Sette anni e otto mesi dopo il gol realizzato nel derby il 6 maggio 2012, Zlatan Ibrahimovic è tornato a segnare con la maglia del Milan, un centro che ha messo in cassaforte la partita con il Cagliari (aperta da un gol di Leao). Dopo la partita Ibra è stato intervistato da ‘Sky Sport' e ha mostrato tutta a sua felicità:

Mi sento bene.E quando stai bene alla fine i gol arrivano. A inizio partita ho sbagliato qualche pallone, però mi serve giocare per entrare in forma. I 90 minuti? So che Pioli vuole stare attento perché pensa alla mia età, ma non c'è problema perché il cervello è sempre uguale.

Ibra, la sua esultanza e la promessa fatta ai tifosi del Milan

Avrebbe voluto fare gol all'esordio con la Sampdoria, ma non ci è riuscito, lo ha fatto in terra di Sardegna, poco male, il gol è arrivato alla seconda partita da milanista. Ibrahimovic, che ha ribadito che avrebbe voluto gioire davanti ai tifosi di San Siro, ha spiegato perché esulta con le braccia spalancate:

Volevo segnare a San Siro, non qui. Faccio esultanze da Dio così mi sento vivo. Per un attaccante è importante stare davanti alla porta poi a volte entra, altre no, ma è fondamentale stare bene.

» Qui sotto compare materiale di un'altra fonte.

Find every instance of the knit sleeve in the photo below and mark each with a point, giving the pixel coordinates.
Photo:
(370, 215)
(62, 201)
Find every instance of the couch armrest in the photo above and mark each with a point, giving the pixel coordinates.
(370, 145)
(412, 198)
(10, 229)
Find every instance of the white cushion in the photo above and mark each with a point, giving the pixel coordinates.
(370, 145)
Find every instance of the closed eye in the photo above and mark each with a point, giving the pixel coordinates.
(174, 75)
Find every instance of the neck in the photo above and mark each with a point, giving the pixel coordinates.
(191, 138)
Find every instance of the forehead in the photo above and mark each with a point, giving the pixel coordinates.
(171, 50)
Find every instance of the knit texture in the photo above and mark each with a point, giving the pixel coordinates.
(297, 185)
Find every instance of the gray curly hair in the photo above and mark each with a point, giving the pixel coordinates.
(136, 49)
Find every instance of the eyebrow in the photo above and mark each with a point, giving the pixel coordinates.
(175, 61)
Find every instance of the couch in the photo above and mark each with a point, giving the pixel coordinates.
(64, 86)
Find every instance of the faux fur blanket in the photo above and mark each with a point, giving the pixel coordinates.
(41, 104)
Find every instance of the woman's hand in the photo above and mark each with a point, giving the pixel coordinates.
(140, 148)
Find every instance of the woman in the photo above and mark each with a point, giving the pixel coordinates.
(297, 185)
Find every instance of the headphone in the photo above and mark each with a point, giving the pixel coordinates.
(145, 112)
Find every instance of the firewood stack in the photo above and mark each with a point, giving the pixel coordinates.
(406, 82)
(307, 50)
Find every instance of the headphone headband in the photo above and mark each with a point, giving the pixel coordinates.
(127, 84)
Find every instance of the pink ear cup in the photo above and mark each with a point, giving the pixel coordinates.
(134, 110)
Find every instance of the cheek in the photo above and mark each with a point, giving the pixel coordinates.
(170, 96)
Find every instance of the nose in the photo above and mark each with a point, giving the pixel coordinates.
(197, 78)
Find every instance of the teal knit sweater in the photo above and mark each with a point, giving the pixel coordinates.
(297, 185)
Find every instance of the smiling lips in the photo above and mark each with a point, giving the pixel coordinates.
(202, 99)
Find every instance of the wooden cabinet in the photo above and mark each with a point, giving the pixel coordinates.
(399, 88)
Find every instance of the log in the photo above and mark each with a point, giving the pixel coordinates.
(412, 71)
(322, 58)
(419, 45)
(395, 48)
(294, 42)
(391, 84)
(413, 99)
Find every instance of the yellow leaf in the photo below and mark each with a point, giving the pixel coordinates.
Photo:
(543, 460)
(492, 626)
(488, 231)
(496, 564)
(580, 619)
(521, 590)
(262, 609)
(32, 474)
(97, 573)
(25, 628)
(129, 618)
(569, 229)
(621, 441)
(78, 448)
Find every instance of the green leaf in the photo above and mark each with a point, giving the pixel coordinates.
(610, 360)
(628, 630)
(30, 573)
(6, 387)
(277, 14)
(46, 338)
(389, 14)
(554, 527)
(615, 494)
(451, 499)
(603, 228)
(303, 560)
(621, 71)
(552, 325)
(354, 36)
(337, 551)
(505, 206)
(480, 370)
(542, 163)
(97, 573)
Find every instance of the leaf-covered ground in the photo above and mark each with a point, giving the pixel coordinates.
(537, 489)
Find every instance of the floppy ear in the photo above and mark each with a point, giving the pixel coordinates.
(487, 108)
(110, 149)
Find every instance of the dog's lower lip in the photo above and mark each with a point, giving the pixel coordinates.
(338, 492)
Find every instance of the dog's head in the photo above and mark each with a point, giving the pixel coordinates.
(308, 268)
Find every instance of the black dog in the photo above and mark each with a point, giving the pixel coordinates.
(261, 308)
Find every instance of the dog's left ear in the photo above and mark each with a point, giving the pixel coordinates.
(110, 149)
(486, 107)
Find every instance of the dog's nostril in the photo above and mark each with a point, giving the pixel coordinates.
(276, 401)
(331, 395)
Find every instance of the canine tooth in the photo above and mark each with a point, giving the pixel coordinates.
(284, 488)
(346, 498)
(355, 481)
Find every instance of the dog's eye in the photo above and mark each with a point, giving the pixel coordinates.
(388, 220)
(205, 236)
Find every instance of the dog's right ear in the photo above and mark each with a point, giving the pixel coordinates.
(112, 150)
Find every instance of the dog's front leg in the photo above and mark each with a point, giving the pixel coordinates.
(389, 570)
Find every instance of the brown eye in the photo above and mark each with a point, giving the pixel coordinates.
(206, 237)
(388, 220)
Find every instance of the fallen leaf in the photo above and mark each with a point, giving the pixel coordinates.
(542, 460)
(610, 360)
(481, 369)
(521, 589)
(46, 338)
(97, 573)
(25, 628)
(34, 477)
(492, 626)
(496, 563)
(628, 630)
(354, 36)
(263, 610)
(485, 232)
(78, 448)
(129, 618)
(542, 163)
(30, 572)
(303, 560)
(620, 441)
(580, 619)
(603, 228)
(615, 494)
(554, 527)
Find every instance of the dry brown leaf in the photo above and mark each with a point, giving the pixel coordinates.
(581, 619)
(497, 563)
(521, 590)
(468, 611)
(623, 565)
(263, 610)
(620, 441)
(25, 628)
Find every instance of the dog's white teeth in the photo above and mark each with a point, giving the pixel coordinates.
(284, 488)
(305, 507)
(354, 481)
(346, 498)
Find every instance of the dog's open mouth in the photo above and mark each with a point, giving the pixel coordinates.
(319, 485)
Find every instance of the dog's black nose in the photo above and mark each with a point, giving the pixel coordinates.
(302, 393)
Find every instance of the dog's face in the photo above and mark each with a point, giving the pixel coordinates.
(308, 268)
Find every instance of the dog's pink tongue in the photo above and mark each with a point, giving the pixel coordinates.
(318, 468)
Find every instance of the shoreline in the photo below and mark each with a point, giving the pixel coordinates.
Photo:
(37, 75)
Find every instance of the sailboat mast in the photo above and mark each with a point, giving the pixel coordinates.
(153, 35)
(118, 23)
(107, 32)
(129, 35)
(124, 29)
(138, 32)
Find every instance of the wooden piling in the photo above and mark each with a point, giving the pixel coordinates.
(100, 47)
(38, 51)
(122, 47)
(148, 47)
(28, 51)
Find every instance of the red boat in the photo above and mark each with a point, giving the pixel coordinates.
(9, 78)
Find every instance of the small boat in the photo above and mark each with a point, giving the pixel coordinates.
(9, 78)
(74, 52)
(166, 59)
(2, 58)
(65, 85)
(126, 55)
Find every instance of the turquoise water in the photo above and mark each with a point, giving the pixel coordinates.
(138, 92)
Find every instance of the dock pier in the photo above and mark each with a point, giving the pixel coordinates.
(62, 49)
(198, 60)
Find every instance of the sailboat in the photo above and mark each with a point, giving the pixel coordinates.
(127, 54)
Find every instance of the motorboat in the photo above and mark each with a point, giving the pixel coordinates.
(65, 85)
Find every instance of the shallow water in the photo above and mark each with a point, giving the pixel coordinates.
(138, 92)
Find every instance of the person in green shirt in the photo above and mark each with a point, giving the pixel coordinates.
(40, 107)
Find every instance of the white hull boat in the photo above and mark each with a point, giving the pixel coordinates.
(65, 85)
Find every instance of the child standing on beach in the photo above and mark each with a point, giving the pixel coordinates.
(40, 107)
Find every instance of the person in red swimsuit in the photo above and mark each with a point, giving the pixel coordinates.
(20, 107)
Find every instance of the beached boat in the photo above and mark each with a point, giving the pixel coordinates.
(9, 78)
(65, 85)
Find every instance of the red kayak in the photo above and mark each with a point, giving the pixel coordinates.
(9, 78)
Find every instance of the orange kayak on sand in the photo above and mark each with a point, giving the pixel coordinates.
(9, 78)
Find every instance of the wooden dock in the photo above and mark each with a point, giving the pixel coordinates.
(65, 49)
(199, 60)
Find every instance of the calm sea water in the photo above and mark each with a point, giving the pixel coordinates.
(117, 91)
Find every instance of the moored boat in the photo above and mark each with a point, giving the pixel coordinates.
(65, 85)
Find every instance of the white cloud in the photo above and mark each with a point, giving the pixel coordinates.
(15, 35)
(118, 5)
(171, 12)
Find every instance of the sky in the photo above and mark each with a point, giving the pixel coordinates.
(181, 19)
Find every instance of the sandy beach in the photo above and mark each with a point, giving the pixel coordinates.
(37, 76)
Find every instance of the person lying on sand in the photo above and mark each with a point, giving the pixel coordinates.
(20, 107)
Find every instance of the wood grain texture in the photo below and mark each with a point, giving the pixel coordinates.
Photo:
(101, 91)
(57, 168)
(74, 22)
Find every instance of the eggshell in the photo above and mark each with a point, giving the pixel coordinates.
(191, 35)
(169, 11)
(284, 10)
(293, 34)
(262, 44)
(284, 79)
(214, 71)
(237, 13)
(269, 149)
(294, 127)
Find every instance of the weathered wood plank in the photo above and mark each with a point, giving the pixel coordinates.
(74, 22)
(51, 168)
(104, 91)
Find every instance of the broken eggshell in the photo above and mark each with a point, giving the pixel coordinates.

Il cambio di modulo del Milan e il rinnovo

Con Ibrahimovic dal primo minuto per la prima volta il Milan ha cambiato modulo ed è passato al 4-4-2. Al fianco di Ibra ha giocato Leao, a segno pure lui. In panchina sono finiti Piatek e Suso, bocciatissimi. Infine Ibra ha dovuto rispondere anche a una domanda sul rinnovo contrattuale:

Abbiamo giocato con due attaccanti ed è andata bene, in settimana abbiamo lavorato per questo, ma è presto per dire che la nostra stagione è cambiata. E' solo la seconda partita, abbiamo fatto 3 punti e speriamo di continuare così. Bisogna lavorare, si soffre, ma quando si lavora poi alla fine torna tutto. No, per rinnovare devo vincere il campionato, ed è difficile.